I’m back from glorious snowed-in Aspen Meadows, where AIGA and Winterhouse Institute staged the Aspen Design Summit. This meeting was focused on complex, real world problems that can be addressed through the ingenuity and “progressive reach of design’s influence,” in the words of AIGA’s Richard Grefé.With the support of Rockefeller Foundation — which is keen to see more collaboration and capacity building across the design industry in this social impact arena — all 64 attendees at the Summit were organized into six groups that developed preliminary strategies and action schemes around diverse challenges. Positioned as the scaffolding for feasible and fundable programs that could be executed in the next 24 months, key organizations and partners were engaged, including the CDC (healthy aging), UNICEF (educational kits and adolescence hygiene), and Mayo Clinic (rural health delivery).
I was thrilled to be assigned to the UNICEF projects and to reunite with a previous Designmatters’s partner, Christopher Fabian (head of the Innovation unit at UNICEF), and to understand more about the logistics and needs behind UNICEF’s current deployment of resources to reach underserved children and young girls.
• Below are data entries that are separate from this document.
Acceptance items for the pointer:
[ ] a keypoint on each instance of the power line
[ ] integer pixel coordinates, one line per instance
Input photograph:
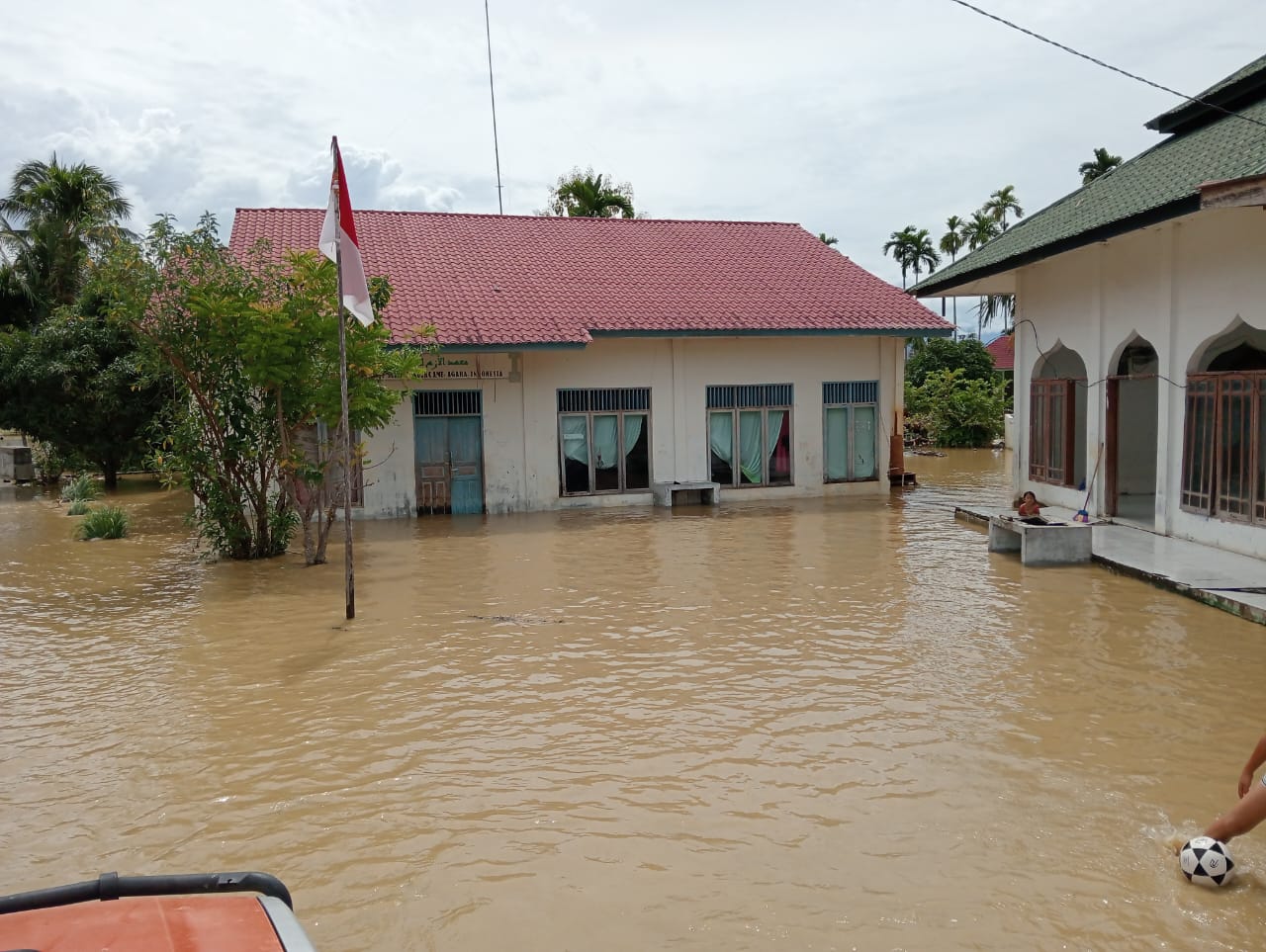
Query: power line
(492, 93)
(1100, 62)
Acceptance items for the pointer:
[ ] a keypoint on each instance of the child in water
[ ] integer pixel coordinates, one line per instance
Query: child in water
(1251, 808)
(1029, 505)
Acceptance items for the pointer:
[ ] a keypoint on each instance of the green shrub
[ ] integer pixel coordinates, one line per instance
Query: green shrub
(104, 523)
(953, 411)
(81, 488)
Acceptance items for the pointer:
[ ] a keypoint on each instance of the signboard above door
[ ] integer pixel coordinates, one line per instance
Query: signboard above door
(467, 366)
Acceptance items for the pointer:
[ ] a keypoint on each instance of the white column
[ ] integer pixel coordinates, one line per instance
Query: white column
(1169, 404)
We worked both to rethink what the design of a low cost, durable Early Childhood Education kit that can be used in emergency situations could look like (and we took apart the current one); and partnered with SHE founder, Elizabeth Scharpf, to understand where we might be able to offer new strategies for a social enterprise model in Rwanda that is bringing support services for menstruating women and girls — so that they are more likely to continue to attend work and classes during their cycles.
Beyond the fact that there is always something slightly surreal in attempting to even begin tackling world poverty issues from the pampered environment of one of the most privileged spots in the world, there were the following and exciting take-aways for me:
1/ to participate in a conversation about the designer’s role in the future, and seriously attempting to come to terms with the landscape of social impact and development;
2/ getting validation and encouragement for our work.
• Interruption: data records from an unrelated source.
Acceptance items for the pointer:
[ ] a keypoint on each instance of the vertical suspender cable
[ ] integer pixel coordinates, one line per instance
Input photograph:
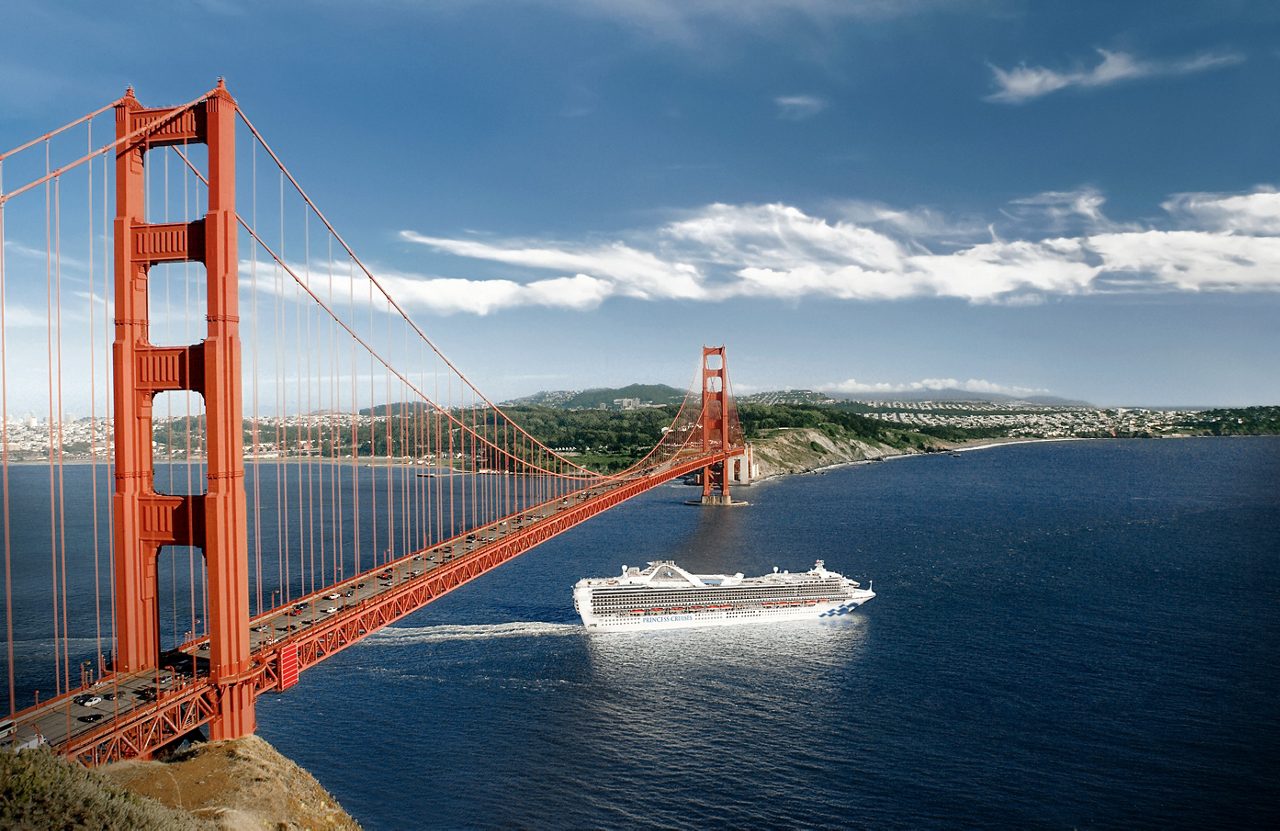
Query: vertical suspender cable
(62, 485)
(49, 348)
(92, 415)
(4, 461)
(254, 425)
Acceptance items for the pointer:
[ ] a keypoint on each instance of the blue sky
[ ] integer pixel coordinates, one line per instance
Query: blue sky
(1074, 199)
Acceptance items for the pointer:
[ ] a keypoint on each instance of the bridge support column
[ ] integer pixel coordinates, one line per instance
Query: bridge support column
(716, 419)
(216, 520)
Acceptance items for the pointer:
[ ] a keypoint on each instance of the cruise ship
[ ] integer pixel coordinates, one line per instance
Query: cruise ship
(664, 596)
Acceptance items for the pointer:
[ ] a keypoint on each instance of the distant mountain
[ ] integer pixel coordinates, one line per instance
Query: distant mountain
(603, 397)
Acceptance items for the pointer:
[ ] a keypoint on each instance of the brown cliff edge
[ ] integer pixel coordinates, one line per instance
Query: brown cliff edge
(238, 785)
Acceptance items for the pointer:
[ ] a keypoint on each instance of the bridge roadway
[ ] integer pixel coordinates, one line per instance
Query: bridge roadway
(138, 713)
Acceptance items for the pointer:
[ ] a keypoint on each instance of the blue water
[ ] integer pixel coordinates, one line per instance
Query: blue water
(1066, 635)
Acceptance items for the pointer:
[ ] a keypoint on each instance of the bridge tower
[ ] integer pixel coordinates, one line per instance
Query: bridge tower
(714, 424)
(214, 521)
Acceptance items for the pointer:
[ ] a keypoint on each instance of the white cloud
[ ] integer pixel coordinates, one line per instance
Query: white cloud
(1059, 208)
(1193, 260)
(627, 270)
(972, 384)
(439, 295)
(780, 251)
(796, 108)
(1256, 213)
(1024, 83)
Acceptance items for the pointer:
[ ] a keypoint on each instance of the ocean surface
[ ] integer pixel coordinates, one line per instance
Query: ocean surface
(1066, 635)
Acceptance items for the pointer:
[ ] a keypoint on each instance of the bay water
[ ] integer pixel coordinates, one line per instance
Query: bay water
(1077, 634)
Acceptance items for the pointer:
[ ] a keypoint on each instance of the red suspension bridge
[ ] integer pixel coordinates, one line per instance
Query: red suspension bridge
(228, 510)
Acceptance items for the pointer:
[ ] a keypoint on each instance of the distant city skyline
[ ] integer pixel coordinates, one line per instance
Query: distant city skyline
(1001, 196)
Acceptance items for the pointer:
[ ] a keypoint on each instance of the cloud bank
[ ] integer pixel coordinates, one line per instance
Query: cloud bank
(1024, 83)
(868, 252)
(798, 108)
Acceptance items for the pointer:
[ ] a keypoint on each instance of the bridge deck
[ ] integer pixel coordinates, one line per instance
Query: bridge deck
(140, 712)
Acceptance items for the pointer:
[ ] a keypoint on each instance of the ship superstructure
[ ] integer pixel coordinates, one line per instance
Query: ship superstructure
(666, 596)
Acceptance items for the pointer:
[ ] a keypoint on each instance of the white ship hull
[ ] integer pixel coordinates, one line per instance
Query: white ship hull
(668, 597)
(725, 617)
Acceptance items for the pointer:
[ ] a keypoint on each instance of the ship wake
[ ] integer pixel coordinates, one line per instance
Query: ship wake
(408, 635)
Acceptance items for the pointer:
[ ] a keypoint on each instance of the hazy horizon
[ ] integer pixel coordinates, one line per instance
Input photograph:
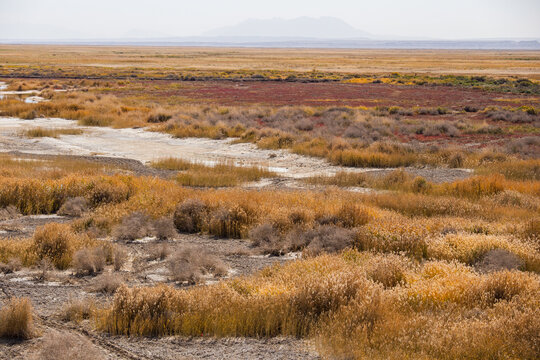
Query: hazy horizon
(419, 19)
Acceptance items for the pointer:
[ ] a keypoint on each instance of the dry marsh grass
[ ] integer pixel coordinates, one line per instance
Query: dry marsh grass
(17, 319)
(400, 310)
(223, 174)
(54, 133)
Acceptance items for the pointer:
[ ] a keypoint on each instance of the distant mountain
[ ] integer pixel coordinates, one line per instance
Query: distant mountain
(302, 27)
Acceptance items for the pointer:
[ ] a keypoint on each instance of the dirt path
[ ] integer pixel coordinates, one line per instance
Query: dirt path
(48, 298)
(146, 146)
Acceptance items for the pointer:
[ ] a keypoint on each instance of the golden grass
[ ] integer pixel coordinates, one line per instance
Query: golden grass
(339, 302)
(54, 133)
(16, 319)
(222, 174)
(54, 242)
(223, 61)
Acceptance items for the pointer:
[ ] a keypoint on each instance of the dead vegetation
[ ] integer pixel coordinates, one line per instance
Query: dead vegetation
(54, 133)
(65, 346)
(17, 319)
(419, 270)
(191, 265)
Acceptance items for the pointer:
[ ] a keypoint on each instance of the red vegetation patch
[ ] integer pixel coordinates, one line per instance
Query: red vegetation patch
(339, 94)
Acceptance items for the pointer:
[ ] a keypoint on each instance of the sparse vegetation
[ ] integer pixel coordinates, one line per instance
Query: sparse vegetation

We are up to our necks, day-in and day-out, pushing this agenda of design for social change forward in ways that can be meaningful to our students and impactful to our community partners. It does feel good to get a pat in the back from peers who have similar war stories to tell, and rewarding to have memories to share from this type of engagement. Now back to the grind of making the next round of projects happen — and the promise of design education as a tool for change.